XVIe s. Les courages des ennemis sont abbattus, Montaigne, I, 24. Un mauvais luicteur se feit medecin : courage, lui dict Diogenes ; tu as raison ; tu mettras à cette heure en terre ceulx qui t'y ont mis aultrefois, Montaigne, III, 210. Remplissant des haines parricides les courages fraternels, Montaigne, IV, 201. Epaminondas, sans faire semblant de rien, avoit de longue main conduit la prattique de lever le courage aux jeunes hommes Thebains, Amyot, Pélop. 13. Il feit renaistre ès courages des soudards une envie de se trouver aux prises…, Amyot, Pélop. et Marcel. comp. 3. Philopoemen le laissa dire, combien qu'il en fust fort despit en son courage [intérieurement], Amyot, Philop. 30. …Un que je sceusse avoir courage lasche, Amyot, Comment disc. le flatte. 58. Un bon courage decore visage, Leroux de Lincy, Prov. t. II, p. 430.

ÉTYMOLOGIE

Bourguig. coraige ; provenç. et catal. coratge ; espagn. corage ; portug. coragem ; ital. coraggio ; d'une forme coraticum (comme le prouvent le tg du provençal et le double g de l'italien), dérivée de cor, cœur. Palsgrave, p. 62, au XVIe siècle, dit qu'on prononçait couraige.

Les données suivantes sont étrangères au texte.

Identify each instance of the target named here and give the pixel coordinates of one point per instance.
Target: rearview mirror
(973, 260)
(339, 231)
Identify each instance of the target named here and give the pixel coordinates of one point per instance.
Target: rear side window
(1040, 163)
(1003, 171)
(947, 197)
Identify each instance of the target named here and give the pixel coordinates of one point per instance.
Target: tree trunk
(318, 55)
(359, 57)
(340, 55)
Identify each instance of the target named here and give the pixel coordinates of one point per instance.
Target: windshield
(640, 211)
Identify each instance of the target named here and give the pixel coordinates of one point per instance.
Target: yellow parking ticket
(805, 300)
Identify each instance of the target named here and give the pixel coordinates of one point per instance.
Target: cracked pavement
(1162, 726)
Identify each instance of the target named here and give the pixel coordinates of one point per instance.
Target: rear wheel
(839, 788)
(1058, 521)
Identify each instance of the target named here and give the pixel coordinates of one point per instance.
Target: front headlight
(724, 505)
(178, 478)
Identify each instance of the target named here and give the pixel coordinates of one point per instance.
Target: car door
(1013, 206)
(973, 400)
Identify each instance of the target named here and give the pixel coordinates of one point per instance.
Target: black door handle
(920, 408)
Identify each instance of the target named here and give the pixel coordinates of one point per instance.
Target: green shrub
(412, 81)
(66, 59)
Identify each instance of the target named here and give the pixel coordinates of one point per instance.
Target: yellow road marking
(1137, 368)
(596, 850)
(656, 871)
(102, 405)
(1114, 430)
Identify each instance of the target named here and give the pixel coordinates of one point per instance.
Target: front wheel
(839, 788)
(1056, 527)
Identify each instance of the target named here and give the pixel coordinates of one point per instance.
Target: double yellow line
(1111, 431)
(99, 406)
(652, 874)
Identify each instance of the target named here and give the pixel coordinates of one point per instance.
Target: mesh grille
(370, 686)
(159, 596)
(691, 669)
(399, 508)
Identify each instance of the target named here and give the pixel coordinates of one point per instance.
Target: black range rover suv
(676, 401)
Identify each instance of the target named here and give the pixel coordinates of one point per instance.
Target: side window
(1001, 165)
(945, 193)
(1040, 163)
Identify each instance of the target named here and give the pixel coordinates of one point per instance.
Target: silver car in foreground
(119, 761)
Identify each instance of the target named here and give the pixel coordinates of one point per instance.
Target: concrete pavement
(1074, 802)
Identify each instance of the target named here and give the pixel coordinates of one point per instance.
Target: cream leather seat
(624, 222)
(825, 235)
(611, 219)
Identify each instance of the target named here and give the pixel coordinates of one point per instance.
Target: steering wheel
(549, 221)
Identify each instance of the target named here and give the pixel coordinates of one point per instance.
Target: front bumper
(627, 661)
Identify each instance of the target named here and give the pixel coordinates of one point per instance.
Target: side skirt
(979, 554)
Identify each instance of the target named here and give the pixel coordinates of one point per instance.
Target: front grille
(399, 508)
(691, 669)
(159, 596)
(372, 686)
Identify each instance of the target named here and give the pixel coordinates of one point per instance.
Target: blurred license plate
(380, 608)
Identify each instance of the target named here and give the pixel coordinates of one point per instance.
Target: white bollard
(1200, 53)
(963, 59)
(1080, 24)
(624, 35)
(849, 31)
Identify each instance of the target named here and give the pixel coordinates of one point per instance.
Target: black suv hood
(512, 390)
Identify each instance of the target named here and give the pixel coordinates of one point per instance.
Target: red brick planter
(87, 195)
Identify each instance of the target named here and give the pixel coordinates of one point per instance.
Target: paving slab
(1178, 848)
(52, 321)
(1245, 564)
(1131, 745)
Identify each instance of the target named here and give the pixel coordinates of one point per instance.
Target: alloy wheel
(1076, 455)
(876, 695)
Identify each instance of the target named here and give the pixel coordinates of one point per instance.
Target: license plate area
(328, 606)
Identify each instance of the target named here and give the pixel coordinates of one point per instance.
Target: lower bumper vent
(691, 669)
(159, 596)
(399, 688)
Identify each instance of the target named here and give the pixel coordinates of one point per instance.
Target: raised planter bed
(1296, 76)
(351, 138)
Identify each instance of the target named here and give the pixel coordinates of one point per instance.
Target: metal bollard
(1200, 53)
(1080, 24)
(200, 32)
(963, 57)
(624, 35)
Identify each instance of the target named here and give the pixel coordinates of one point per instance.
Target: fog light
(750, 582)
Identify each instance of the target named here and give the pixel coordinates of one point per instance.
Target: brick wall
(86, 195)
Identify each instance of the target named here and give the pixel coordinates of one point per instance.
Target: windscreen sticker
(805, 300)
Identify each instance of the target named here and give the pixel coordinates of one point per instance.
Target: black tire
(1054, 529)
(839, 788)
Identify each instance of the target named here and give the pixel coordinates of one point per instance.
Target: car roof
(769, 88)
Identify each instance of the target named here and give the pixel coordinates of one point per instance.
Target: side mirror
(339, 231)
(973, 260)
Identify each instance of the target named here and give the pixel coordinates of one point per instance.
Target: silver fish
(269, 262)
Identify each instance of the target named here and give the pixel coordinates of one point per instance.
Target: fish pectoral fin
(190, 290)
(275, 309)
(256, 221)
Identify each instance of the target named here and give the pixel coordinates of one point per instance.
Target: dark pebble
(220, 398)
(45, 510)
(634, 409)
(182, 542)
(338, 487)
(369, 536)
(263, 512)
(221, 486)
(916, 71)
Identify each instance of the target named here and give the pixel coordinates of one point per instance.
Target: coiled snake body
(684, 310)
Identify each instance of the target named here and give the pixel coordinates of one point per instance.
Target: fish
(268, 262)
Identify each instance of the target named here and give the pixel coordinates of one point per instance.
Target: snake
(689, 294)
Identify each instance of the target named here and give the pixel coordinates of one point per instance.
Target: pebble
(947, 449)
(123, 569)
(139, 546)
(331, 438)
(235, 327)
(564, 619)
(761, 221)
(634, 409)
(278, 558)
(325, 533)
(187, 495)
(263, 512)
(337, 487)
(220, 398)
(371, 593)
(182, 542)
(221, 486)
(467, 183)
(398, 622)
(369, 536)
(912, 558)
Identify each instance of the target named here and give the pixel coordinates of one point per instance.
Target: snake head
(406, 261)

SUPPLÉMENT AU DICTIONNAIRE

COURAGE. - REM. J. J. Rousseau a dit : Faire bon courage, pour : garder bon courage. Cependant je fais bon courage autant que je le puis, Rousseau, Lett. à Mme Warens, 1737, Correspondance, t. XVIII, p. 39, de l'édit. Mussay-Pathay, 1824. C'est un italianisme : far coraggio.